What happens to data enriched by crowdsourcing, machine learning/AI, or a combination of methods? We ran a survey from March 20 to April 30 2024 to help find out. We were interested in the barriers and successes for projects trying to incorporate enriched data into collections systems (such as catalogues or discovery platforms).
We're analysing the results over the summer to present at (hopefully) some conferences later in the year, and wanted to share some early results as they're already looking quite interesting – and might provide some tips for people embarking on workflows with enriched data.
We received 63 responses. 20 responses were from the UK, 13 from the USA, 4 from multiple European countries, 3 each from China, Sweden and the Netherlands. 2 or fewer responses were received from Australia, Belgium, Denmark, Finland, France, Hong Kong, Ireland, Italy, Spain and Switzerland.
(We devoted a lot of our outreach efforts (mostly in the form of individual emails to people associated with projects, or people we knew in a region who might pass our messages on) to reaching people outside our existing networks, but didn't receive any responses from Latin America, South Asia or Africa.

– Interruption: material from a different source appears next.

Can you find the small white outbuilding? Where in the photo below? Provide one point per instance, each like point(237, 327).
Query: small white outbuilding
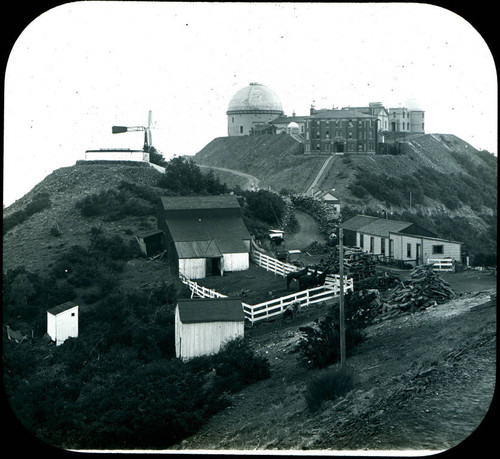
point(62, 322)
point(204, 325)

We'd love to find funding to properly collaborate with other groups, and translate and localise our surveys.)
43% of responses were about crowdsourcing projects; 24% about machine learning / AI projects, and 22% were about projects that combined crowdsourcing and machine learning.

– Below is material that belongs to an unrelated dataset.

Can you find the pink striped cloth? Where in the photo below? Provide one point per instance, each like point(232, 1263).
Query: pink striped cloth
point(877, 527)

The majority of responses were from libraries (35%), followed by museums and archives (both 9.5%); other projects were based in universities, non-profit organisations and combined services. More large organisations responded than small ones – 33% of responses came from organisations with more than 500 paid employees; 30% with 100 – 499 employees; 18% with 5 – 19 employees and 11% with 1 – 4 employees.
The majority of respondents were able to ingest enriched data to some extent – 20% could ingest both new and updated records; 8% could only ingest new records, another 8% were partially able to ingest records (for a range of reasons) and 6% could only ingest updated records. 22% of respondents were not able to ingest enriched data, and 21% were still planning or hoping to complete ingest.

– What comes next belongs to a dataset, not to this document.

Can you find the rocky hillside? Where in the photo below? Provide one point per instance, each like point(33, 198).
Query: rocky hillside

Barriers to ingesting enriched data include lack of technical skills, the restrictions of formats such as MARC, and the inability to ingest 'third party' metadata or transcriptions. Issues reported included gatekeeping and institutional politics, lack of staff time (e.g. for technical processes, quality control and data cleaning), erroneous or incomplete data not meeting required standards, and data replication problems.
Responses about factors important for successful ingest often began with the word 'agreement', including collaboration between departments, organisations, and with volunteers, on topics such as conditions for data re-use, specifications and standards, and the distribution of work between teams. Initial analysis suggests that the use of APIs, standard formats, data standards and controlled vocabularies contribute to success by reducing the overhead of creating a pipeline of import/exports across platforms and tools.
At least 63% of projects had some manual or automated quality assurance processes for enriched data. 13% had no process and some projects are still deciding on their processes. 87% respondents provided more information on what 'data quality' meant for their project; analysis is ongoing. 29% of projects using machine learning (17 respondents) reported that corrections to the data help improve the model. The ability of systems and workflows to display information on crowdsourcing- or machine learning-enhanced records to staff or the public was very mixed; analysis is ongoing.
When we began this research, we thought that the affordances of the collections systems used by GLAMs would be a significant factor in the successful integration of enriched data into these systems. However, our results so far indicate that skills, resources, and inter-personal and institutional relationships are also significant.